Buczacz war jahrhundertelang eine vielsprachige Kleinstadt in einer osteuropäischen Grenzregion. Als die polnischen und ukrainischen Nationalbewegungen sich gegen die imperiale Macht auflehnten, geriet eine Gruppe zwischen alle Fronten: die Juden. Nach dem Ersten Weltkrieg wurden sie zu den Leidtragenden einer gescheiterten Minderheitenpolitik.
1942/1943 richteten sich die Angehörigen der deutschen Besatzungsmacht mit ihren Familien in der Stadt ein. Angestellte der Firma Ackermann, die bei Brückenarbeiten die Erschießung jüdischer Zwangsarbeiter mitansehen. Oder eine Frau wie Berta Herzig, die ein jüdisches Kindermädchen beschäftigt und sich mit Henriette Lissberg, der Frau des Landkommissars, die Friseurin teilt. Ungerührt genießen sie die idyllische Provinz. Etwa 10 000 Juden wurden damals in Buczacz umgebracht vor aller Augen.
Ausgehend von einem Gespräch mit der Mutter in Tel Aviv kurz vor ihrem Tod, beginnt Bartov seine Recherchen, die ihn durch unzählige Archive führen. Seine glänzend geschriebene Mikrogeschichte der ostgalizischen Stadt ist ein Meilenstein der Holocaust-Forschung.

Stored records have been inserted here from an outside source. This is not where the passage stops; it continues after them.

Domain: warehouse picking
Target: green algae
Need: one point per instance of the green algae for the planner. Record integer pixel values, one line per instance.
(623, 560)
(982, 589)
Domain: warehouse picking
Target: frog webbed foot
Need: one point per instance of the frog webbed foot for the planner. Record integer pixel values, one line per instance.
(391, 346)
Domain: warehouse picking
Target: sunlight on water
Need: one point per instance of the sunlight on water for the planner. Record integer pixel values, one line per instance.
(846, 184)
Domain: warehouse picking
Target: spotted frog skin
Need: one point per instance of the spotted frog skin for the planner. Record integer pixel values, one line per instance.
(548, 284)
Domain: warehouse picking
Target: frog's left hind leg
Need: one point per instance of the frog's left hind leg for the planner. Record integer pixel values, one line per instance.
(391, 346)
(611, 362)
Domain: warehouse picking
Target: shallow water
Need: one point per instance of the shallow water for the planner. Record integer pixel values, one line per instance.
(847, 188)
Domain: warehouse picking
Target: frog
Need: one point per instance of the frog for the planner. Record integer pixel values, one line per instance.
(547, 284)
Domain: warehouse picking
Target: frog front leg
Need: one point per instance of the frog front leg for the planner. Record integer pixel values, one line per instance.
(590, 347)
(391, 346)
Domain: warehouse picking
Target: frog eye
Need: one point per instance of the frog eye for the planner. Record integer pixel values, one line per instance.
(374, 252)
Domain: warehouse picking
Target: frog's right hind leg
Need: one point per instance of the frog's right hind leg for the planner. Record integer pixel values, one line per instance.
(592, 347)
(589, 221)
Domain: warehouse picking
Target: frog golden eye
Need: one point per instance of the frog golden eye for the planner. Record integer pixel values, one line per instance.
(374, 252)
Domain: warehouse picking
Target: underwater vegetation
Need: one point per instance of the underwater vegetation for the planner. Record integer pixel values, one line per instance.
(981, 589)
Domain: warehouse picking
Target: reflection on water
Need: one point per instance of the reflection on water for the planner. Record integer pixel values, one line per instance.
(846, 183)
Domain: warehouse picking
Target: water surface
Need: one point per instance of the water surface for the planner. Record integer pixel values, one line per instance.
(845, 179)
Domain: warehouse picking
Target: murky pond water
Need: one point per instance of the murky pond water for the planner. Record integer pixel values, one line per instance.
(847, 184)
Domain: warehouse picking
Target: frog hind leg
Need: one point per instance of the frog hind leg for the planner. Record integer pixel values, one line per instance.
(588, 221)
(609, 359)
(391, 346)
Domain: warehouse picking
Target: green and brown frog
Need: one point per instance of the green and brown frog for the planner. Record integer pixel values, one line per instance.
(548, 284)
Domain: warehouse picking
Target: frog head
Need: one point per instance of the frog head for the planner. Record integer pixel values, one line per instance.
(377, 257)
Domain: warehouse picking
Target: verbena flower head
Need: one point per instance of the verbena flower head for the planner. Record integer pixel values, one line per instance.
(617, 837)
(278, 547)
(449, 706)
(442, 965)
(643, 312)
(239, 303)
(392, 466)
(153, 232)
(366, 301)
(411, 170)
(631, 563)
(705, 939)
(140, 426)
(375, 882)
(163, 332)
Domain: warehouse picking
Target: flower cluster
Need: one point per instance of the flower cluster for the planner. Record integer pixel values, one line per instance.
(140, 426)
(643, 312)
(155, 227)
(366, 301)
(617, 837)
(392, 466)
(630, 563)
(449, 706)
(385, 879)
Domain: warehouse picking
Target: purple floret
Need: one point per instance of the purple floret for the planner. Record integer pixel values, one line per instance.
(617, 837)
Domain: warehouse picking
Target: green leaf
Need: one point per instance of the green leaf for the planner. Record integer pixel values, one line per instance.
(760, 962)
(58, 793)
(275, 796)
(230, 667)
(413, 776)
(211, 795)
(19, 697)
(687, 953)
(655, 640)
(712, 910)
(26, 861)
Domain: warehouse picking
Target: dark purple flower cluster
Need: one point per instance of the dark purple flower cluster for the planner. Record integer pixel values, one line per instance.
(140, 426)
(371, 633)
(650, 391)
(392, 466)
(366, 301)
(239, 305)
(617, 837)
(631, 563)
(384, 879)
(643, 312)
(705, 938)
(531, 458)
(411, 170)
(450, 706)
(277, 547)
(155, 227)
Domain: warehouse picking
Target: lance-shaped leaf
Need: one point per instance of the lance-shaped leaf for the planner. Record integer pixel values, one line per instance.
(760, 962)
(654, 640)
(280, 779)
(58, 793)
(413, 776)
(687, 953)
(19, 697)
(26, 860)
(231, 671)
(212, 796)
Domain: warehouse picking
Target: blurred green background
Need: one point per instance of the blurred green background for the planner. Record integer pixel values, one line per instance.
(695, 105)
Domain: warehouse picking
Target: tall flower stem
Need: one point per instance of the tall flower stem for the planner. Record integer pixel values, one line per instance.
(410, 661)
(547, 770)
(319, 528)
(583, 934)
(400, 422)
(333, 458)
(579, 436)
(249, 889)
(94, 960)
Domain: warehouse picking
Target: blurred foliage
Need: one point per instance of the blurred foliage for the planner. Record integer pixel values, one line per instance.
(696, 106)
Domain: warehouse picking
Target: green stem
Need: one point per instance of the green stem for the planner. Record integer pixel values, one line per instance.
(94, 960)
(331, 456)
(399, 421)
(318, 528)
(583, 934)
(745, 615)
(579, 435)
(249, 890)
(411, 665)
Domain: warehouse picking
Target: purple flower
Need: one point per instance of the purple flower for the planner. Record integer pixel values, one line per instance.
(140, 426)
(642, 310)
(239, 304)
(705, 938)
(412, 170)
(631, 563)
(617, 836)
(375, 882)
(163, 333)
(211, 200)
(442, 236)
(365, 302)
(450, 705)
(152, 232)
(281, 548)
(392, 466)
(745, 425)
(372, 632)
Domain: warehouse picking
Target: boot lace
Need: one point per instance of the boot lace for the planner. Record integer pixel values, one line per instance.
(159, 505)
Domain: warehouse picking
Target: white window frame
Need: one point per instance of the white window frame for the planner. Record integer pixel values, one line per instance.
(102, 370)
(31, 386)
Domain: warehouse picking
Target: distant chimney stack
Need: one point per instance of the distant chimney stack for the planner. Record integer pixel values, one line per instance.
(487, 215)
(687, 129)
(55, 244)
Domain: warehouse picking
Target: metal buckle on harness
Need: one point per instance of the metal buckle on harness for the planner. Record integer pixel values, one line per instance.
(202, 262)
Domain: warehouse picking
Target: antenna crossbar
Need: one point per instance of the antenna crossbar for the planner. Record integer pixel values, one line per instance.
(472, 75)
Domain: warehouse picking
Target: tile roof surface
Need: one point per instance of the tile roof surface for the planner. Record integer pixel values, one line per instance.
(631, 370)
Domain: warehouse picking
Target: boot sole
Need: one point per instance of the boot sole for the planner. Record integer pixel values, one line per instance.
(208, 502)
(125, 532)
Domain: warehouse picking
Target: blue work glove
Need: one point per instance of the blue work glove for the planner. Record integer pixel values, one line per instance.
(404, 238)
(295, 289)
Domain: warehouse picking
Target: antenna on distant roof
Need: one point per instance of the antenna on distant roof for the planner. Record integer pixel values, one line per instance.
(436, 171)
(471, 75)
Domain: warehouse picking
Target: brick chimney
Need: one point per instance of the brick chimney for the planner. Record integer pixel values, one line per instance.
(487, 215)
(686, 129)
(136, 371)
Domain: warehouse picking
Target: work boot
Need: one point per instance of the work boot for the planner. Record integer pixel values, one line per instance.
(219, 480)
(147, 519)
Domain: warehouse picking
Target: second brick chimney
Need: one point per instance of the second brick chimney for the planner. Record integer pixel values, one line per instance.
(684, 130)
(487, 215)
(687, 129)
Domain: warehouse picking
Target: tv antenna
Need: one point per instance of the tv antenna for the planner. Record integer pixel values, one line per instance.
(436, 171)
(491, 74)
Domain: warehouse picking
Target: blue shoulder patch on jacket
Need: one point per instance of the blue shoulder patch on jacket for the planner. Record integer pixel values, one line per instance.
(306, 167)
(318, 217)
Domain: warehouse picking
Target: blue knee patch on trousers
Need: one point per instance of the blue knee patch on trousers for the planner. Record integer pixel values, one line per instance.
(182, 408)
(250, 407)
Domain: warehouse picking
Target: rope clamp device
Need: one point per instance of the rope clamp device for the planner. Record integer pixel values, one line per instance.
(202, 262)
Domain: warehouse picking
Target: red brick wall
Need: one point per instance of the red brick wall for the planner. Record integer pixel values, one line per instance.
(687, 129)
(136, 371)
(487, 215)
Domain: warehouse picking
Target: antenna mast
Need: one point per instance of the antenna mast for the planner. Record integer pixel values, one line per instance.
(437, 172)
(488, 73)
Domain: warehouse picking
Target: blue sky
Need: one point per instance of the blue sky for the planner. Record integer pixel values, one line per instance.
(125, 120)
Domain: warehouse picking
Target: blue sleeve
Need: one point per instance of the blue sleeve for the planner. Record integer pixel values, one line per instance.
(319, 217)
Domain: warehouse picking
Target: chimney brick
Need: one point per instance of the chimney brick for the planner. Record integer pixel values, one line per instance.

Omer Bartov, 1954 in Israel geboren, ist Professor für europäische Geschichte und deutsche Studien an der Brown University in Providence, Rhode Island, USA. Forschungen zur deutschen Wehrmacht und ihren Kriegsverbrechen in Osteuropa und zur Geschichte des Holocaust. Seine Mikrostudie über Buczacz wurde mit dem National Jewish Book Award and dem Yad Vashem International Book Prize for Holocaust Research ausgezeichnet.